Veronica hears Archie slam his car door shut on the street down below, hears the truck engine roar to life and listens to him drive away. She grabs a textbook and sits down to study, if only to distract herself from the tears pooling in her eyes.


Archie doesn't believe in gut feelings - doesn't believe that mysterious, universal forces conspire to thrum through his body and alert him to dangers that have not yet formed. It's bullshit. That's what he believes.

So when he wakes up and his chest is in knots of tension and anxiety, he tries not to think about it too much. But what happens at school that day makes him rethink his opinion about gut feelings for the rest of his life.

It's a pipe bomb. It goes off in the student lounge, where Veronica is standing still and calm, the first of her friends to arrive. Betty and Jughead are coming back today.
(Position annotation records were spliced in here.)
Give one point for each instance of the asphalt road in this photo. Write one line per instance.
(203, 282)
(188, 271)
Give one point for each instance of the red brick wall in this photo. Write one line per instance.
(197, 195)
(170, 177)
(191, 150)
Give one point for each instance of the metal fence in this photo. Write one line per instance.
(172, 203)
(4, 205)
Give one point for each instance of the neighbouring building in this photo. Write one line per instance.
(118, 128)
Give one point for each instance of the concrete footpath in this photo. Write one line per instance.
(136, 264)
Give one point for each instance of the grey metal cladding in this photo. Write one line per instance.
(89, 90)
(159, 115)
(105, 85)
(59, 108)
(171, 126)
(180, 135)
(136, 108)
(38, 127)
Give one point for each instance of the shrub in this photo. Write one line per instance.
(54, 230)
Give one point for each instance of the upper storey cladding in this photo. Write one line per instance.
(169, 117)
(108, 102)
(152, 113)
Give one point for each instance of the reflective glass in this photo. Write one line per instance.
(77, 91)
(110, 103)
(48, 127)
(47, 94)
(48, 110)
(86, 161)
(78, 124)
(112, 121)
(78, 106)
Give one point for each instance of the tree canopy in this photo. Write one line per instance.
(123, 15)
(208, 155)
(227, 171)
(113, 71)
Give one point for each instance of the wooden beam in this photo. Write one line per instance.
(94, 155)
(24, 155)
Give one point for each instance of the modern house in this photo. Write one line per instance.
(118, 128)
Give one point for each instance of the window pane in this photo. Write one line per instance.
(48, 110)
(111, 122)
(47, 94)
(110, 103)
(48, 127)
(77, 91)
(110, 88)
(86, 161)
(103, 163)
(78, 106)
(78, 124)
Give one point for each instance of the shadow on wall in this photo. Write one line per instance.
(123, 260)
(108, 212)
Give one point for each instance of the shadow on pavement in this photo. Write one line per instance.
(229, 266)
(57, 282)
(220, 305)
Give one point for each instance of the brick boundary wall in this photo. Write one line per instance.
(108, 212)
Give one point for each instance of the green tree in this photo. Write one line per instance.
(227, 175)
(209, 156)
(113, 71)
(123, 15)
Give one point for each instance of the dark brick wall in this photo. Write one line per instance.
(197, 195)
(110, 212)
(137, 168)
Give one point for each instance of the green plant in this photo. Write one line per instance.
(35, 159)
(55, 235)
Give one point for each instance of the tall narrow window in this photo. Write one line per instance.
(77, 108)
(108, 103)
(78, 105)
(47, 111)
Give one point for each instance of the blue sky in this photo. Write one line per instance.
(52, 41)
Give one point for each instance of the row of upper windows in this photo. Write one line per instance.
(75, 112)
There are a few other people around, but none that she knows.

When it happens, it happens quickly. Instantly. No time to scream, or see her life flash before her eyes, or anything she might imagine happening in a scenario like this. All she sees is shrapnel hurtling toward her like the angel of death on speed. Her line of vision hurtling down toward the floor.

Then the sounds. Metal splintering into a thousand pieces. Invisible force knocking into her chest. Her head slamming against something solid. Hard.

Finally, a shuddering stop. So dizzy. Everything around her swims. Distortion. She lets her heavy head rest against the ground and closes her eyes.